All in an effort to keep God at a distance from the mess.


We’re not denying the sin exists—we’re just trying to manage who sees it.


Scripture puts it bluntly:

“People who conceal their sins will not prosper, but if they confess and turn from them, they will receive mercy.”

Proverbs 28:13


I’ve been there more times than I can count—aware that something needs to change, yet trying to compensate in every way except honesty. Maybe you’ve been there too. Maybe you’re there right now.


But here’s what changed everything for me: learning to go straight to God when I mess up instead of running from Him.


And now, I can finish the story.


When my mom pulled back everything I had used to hide the mess, all she said was, “Oh, Elizabeth—you peed the bed.”


No anger.

No disappointment.

Just a simple acknowledgment of what was true.
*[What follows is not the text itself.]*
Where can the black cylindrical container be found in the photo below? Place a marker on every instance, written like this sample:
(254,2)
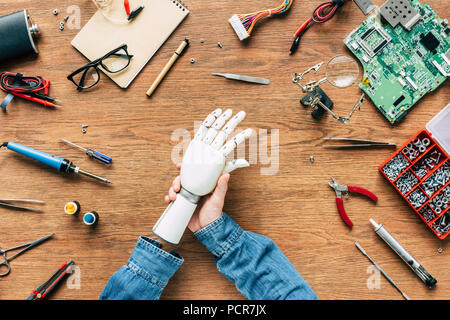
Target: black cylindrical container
(16,34)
And then she took the sheets off my bed and washed them.


That’s it.


She didn’t say, “Fix it yourself.”

She didn’t shame me.

She didn’t lecture me.


Because I was five. I didn’t have the ability to clean up my mess on my own.


And that’s the point.


My mom couldn’t help me until the truth was out in the open.


In our relationship with God, the difference is this: He already knows.

But the similarity remains—He is the only one who can clean up the mess.


“If we confess our sins, He is faithful and just to forgive us our sins and to cleanse us from all unrighteousness.”

 1 John 1:9


Confession isn’t for God’s information.

It’s for our healing.


If we live in hiddenness, nothing ever gets clean. The mess stays. The shame grows. The freedom delays.


But when we agree with what’s true—when we stop hiding and invite God in—He does what only He can do: He washes. He restores. He renews.


That’s the heart of redemption.


From the very moment sin entered the world, God wasn’t shocked, offended, or scrambling to figure out a response. He already had a plan—not to distance Himself from humanity, but to move closer. Scripture tells us that while we were still sinners, Christ came for us (Romans 5:8).


Before we ever thought to confess, God had already decided to pursue.


This is the part we often miss: God doesn’t wait for confession because He’s withholding help. He waits because relationship requires honesty.


Confession isn’t a prerequisite for love—it’s an invitation into it.


God’s heart has never been to stand at a distance with crossed arms, waiting for us to get our act together. His heart is the same heart that moved toward Adam and Eve in the garden when they were hiding, asking, “Where are you?” .


Not because He didn’t know—but because He wanted them to come out of the shadows and back into relationship.


When we confess, we aren’t alerting God to our failure. We’re agreeing with Him about reality. And the moment we do, grace rushes in.


This is the heart of God:


The Lord is compassionate and merciful, slow to get angry and filled with unfailing love. He will not constantly accuse us, nor remain angry forever. He does not punish us for all our sins; he does not deal harshly with us, as we deserve. For his unfailing love toward those who fear him is as great as the height of the heavens above the earth. He has removed our sins as far from us as the east is from the west.

Psalm 103:8-12


That means His default posture toward us isn’t disappointment—it’s mercy. He is not irritated by our weakness. He is moved by it. Like a loving parent, He steps closer when we admit we can’t fix the mess on our own.


So here’s the moral of the story:


Shame tells us to hide.

Grace tells us to come close.


God doesn’t ask for secrecy—He asks for honesty and intimacy.

Not because He needs information, but because He desires relationship.


We hide because we think disappointment is waiting.

But every single time, it’s grace.


So today, I wonder if you’re hiding something. Maybe not from everyone—maybe just from God.


If you are, hear this clearly: God sees you, and He isn’t disgusted or annoyed. He sits with patience and compassion, waiting- not to scold you, but to help you. To wash what you can’t wash. To restore what you can’t fix. To carry what you were never meant to carry alone.


So, What if, instead of fearing judgment, we trusted His heart?

What if we believed that the same God who forgives is the God who cleans, heals, and stays?


Because freedom doesn’t begin when we get it right.

It begins when we come close.


And grace has been waiting the whole time.